For men, there is no better way to get a fabulously smooth shave than by using a straight razor. Like so many other worthwhile endeavors, learning how to use a straight razor takes time and patience. Like riding a bicycle, it may take persistence to get the hang of wet-shaving, but the skill will last forever once you learn it. The first thing you must realize is that nicks and cuts are inevitable while you are learning. This is normal and shouldn’t deter you from embarking on your journey to the best shaving experience of your life.

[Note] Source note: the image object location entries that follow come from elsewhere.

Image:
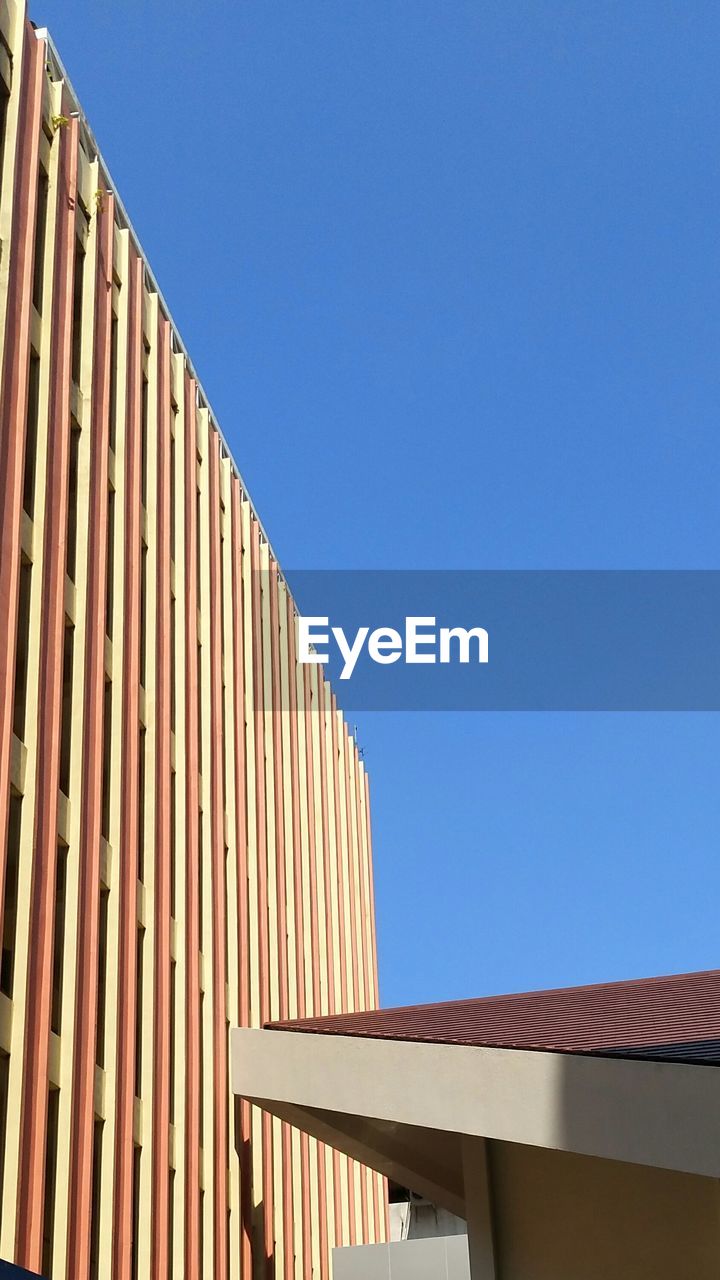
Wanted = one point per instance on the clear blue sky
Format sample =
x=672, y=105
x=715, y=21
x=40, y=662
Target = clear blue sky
x=450, y=274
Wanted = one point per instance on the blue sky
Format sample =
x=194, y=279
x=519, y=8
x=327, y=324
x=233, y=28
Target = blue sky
x=449, y=273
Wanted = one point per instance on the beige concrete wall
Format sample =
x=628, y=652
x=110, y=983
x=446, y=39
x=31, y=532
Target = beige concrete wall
x=560, y=1216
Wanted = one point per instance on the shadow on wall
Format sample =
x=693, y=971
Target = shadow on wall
x=559, y=1214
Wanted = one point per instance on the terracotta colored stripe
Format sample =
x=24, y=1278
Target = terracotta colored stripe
x=218, y=863
x=163, y=824
x=281, y=877
x=342, y=936
x=326, y=850
x=192, y=849
x=311, y=864
x=268, y=1191
x=379, y=1184
x=315, y=949
x=329, y=931
x=356, y=845
x=50, y=699
x=372, y=883
x=242, y=1110
x=345, y=758
x=13, y=402
x=130, y=828
x=85, y=1050
x=299, y=917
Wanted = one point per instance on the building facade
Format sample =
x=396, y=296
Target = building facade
x=185, y=839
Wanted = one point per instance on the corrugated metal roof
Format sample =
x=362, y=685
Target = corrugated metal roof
x=674, y=1018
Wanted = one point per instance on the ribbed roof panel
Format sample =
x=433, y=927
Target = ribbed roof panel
x=674, y=1018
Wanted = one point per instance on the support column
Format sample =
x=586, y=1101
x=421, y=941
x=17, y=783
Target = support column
x=478, y=1206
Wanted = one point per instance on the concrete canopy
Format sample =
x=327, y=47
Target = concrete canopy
x=507, y=1138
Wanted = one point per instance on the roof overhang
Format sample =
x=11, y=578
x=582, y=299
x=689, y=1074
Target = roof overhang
x=402, y=1106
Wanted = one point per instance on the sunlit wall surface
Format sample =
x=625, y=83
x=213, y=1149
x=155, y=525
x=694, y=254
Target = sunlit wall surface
x=186, y=840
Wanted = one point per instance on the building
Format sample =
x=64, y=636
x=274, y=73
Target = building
x=183, y=816
x=578, y=1132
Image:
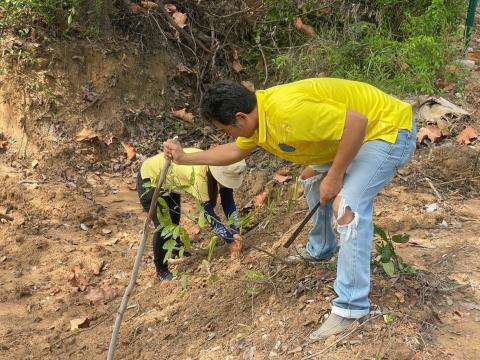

Your path to shaving starts with ensuring the razor’s edge is as sharp as necessary to remove the hair as close to the face as possible. To accomplish this, you will need to use a combination of strops and hones. You may choose between artificial or natural hones. Visit What Makes Artificial Hones Different to learn more about the synthetic alternatives available, or check out Know Your Hones: Natural or Artificial? for more details. Now you are ready to begin the process of sharpening your blade. Like shaving with the straight razor itself, your honing routine will eventually become second nature as you become more experienced and efficient. Practice is the only method of perfecting your technique.
Honing the edge of your blade is the perfect time to slow your pace, relax and enjoy yourself. This is a procedure that is best done slowly. Don’t think of it as a race to the finish line, or you may make errors that damage the blade and require even more time to correct. Make sure you follow the manufacturer’s instructions when it comes to wetting your hone. Some may require a splash of water while others may require soaking. Natural hones typically require water while artificial stones typically do not. That’s why it is so important to check the specifications of the particular you are using before you begin.
When you begin honing, make sure the edge and back of the straight razor blade remains in constant contact with your hone, and always use a light touch and an even pressure while you are stroking the blade. Leading with the edge of the blade, slide the razor up the hone while keeping the edge and back of the blade in contact. At the end of your first stroke, simply roll the blade so it faces the opposite direction without removing it from the stone or allowing it to lose contact. Repeat this process of up and down strokes approximately 10 times before checking the edge for sharpness. Once you have achieved the edge you are looking for, you can finish off the process with a strop. A leather strop will help shape and smooth the edge in preparation for shaving.